Actually only $269.95


----------



## NTxSlotCars (May 27, 2008)

Whatta deal! I'll take two!
I need to come over and see it.


----------



## beast1624 (Mar 28, 2009)

We used it up at Bill's race. His power supply was a fixed 18v 5a so I brought mine so we could do 20v like the rest of the tracks.

It was admittedly the most expensive single item we invested in for our track (even more than the Trackmate interface and relay kit) and I pondered the purchase for 2 or 3 months before pulling the trigger, but after 3 years or so it has turned out to be well worth it. You can get some from Mastech that are quite a bit cheaper, I just wanted the dual output...before we hooked up Trackmate we had one output to lanes 1&2 and the other to 3&4 so we could turn down 3&4 for the kids while the 'adults' raced on 1&2. It also has a 3rd output with fixed 5v 3a output that I am going to use eventually for accessories.


----------



## wheelszk (Jul 8, 2006)

They should only be around $145.00 from trackmate. Professor Motor has one for $119.00 5V-20v 15 amp.


----------



## beast1624 (Mar 28, 2009)

wheelszk said:


> They should only be around $145.00 from trackmate. Professor Motor has one for $119.00 5V-20v 15 amp.


 
The $145 one from Trackmate is their branded version of this one from Mastech that Mastech sell for $140:

http://www.mastechpowersupply.com/d...-dc-power-supply-30v-10a-hy3010e/prod_14.html

For my situation I wanted the dual output and capability for 20 amps. If I had a smaller track I would most definately have gotten the one from Trackmate. Not familier with the Professor Motor supply but my experience with the Mastech/Trackmate supply has been very good.


----------



## mking (Apr 25, 2000)

*mastech*

We have three bad mastech power supplies in our slot group. 2 quite working and my $269 30 amp unit will not hold a stable voltage (it wanders, very annoying during testing or racing). 

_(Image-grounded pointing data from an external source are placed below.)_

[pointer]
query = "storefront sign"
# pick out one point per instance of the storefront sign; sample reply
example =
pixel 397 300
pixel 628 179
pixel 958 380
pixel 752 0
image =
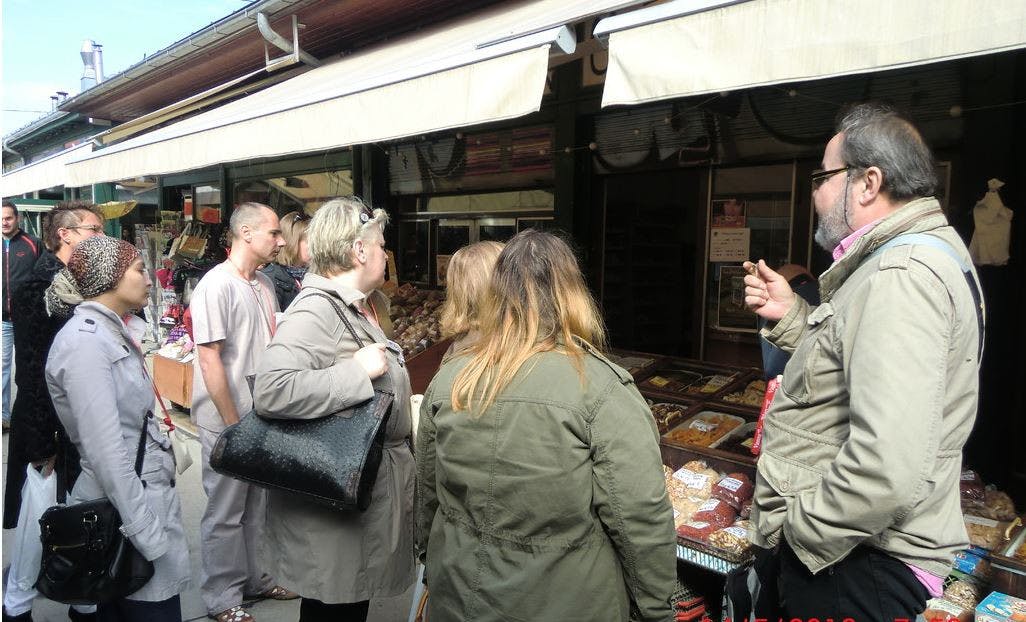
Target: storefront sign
pixel 728 243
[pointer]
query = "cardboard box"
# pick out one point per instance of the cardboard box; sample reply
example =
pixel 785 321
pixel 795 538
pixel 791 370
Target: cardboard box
pixel 1000 608
pixel 173 380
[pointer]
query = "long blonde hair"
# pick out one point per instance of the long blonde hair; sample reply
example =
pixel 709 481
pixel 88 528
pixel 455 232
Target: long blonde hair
pixel 467 281
pixel 538 303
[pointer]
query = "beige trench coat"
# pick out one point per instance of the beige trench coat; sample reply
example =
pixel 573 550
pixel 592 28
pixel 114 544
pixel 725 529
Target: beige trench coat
pixel 308 372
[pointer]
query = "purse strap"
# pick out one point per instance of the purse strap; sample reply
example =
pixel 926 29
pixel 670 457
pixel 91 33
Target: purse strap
pixel 140 453
pixel 342 314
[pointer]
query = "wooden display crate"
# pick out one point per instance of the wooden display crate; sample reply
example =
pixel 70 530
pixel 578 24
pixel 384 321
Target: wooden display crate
pixel 173 380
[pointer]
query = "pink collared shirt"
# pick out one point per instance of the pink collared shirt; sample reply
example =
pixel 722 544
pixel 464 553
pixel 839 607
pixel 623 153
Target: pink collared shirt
pixel 933 583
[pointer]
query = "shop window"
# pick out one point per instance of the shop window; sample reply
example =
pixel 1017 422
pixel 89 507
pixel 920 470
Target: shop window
pixel 300 192
pixel 459 162
pixel 494 201
pixel 497 230
pixel 415 251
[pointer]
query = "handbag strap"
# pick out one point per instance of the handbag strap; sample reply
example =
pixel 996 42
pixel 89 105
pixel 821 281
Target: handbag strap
pixel 140 453
pixel 342 314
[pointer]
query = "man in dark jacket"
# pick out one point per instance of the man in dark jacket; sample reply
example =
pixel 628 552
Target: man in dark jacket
pixel 20 254
pixel 37 437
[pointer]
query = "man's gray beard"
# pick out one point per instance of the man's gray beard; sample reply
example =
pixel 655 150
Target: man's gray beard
pixel 832 228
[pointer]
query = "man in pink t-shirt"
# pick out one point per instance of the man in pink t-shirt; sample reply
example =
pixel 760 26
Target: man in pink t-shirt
pixel 233 317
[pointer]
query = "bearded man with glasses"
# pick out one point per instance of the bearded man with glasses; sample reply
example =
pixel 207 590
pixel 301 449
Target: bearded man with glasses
pixel 857 507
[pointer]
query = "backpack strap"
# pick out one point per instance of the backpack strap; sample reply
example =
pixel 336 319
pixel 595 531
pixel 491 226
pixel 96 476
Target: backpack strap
pixel 923 239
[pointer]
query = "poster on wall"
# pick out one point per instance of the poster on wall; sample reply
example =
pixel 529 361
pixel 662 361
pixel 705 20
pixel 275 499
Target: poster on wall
pixel 729 243
pixel 441 268
pixel 732 313
pixel 728 212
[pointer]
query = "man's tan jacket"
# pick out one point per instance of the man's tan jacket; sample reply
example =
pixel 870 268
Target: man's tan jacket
pixel 863 440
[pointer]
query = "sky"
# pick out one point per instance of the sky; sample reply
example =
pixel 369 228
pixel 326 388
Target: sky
pixel 42 39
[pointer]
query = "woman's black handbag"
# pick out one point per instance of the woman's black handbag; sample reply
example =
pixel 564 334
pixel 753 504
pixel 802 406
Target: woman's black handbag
pixel 86 558
pixel 331 460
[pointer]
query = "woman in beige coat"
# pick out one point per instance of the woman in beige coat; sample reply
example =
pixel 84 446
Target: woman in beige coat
pixel 339 560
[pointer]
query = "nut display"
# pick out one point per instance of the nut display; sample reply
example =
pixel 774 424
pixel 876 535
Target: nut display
pixel 733 539
pixel 667 414
pixel 704 429
pixel 415 317
pixel 750 396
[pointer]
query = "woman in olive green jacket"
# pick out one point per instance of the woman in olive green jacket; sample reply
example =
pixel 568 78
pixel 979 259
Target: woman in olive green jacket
pixel 541 492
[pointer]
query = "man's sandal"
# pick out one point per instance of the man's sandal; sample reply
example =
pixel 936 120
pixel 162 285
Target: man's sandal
pixel 235 614
pixel 275 593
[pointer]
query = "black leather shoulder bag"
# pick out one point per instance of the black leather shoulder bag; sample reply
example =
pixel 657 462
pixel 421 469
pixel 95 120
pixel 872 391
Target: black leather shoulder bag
pixel 86 558
pixel 331 460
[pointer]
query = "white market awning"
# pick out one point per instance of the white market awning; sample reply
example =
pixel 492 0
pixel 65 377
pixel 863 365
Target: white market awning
pixel 48 172
pixel 692 47
pixel 476 70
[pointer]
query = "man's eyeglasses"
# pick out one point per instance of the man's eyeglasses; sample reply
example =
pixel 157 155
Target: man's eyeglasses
pixel 92 228
pixel 818 179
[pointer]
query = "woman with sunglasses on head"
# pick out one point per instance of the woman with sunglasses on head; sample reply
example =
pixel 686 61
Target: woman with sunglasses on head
pixel 37 438
pixel 103 395
pixel 314 367
pixel 287 270
pixel 541 493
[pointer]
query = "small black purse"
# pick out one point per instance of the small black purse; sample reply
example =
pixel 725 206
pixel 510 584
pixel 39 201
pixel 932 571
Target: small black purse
pixel 331 460
pixel 86 558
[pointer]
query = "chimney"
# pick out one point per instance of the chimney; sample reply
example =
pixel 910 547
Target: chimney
pixel 92 59
pixel 97 61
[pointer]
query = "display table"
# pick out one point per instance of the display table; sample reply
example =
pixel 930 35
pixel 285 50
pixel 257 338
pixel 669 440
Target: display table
pixel 173 380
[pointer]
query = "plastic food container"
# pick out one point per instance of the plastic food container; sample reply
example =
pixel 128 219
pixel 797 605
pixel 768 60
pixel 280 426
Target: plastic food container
pixel 704 429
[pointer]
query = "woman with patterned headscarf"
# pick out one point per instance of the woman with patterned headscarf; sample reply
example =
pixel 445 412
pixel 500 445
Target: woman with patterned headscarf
pixel 96 376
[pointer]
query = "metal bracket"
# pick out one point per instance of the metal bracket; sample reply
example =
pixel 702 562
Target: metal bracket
pixel 294 54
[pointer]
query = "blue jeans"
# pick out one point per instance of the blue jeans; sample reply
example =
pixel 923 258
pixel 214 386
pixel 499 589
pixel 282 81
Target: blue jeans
pixel 8 358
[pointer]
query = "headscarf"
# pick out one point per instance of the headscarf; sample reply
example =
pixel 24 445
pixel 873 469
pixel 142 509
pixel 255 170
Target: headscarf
pixel 96 265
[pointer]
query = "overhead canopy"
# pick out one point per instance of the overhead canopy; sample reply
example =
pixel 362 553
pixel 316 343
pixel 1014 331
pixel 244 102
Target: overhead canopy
pixel 691 47
pixel 484 68
pixel 48 172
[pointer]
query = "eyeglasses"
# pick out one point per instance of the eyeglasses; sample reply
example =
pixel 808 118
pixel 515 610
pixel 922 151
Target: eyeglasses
pixel 92 228
pixel 818 179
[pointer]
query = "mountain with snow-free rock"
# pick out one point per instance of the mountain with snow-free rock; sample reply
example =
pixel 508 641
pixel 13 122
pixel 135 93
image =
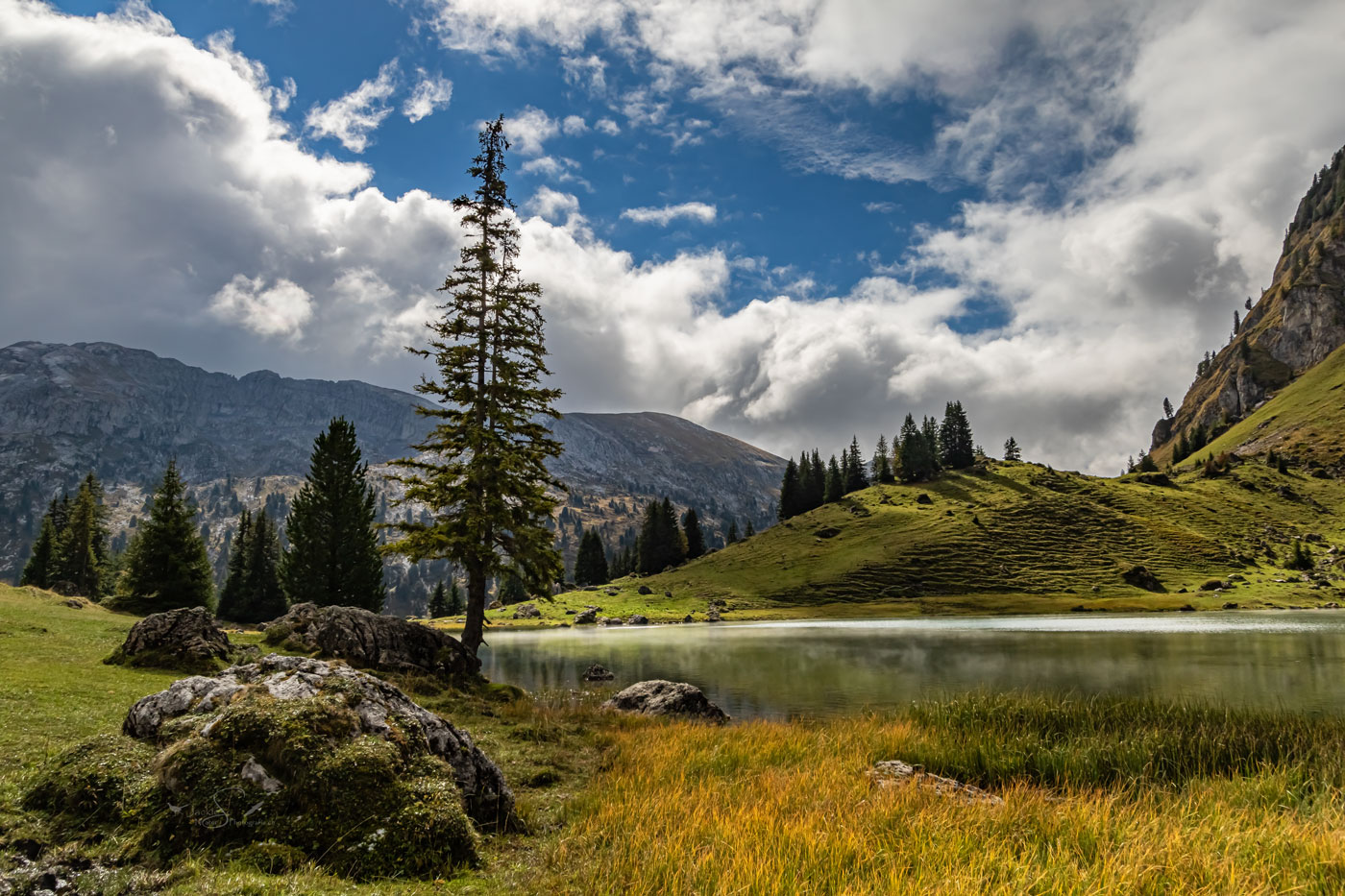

i also have an MG unit that is great, from alan galinko. trouble free for 6 years now (10 amp unit, $125, not sure he stocks them anymore) 

http://agg.fsmra.com/custprice.html

have several guys in our group who use 5 amp pyramid supplies, they are fine but if you are running super stocks (6 ohm super g plus cars or SRTs) or any 3 ohm cars you need more amps for a 4 lane track. 

i have recently bought the professor motor 15 amp unit to replace my mastech (i have 2 tracks), and i have yet to hook it up, but overall the construction quality is much less rugged than the MG, Mastech, or Pyramid power supplies.


----------



## Dyno Dom (May 26, 2007)

I have an MG unit from Alan G. & it works great. For my 6 laner, I've been
thinking of upgrading the supply for higher amps. Does anyone know
about the Astron p/s from Greg B. of HO Slot Car site??


----------



## slotking (May 27, 2008)

http://www.ebay.com/sch/i.html?_nkw...at=0&_odkw=variable+dc+power+supply&_osacat=0

not a big epay fan, but some deals can be found there


----------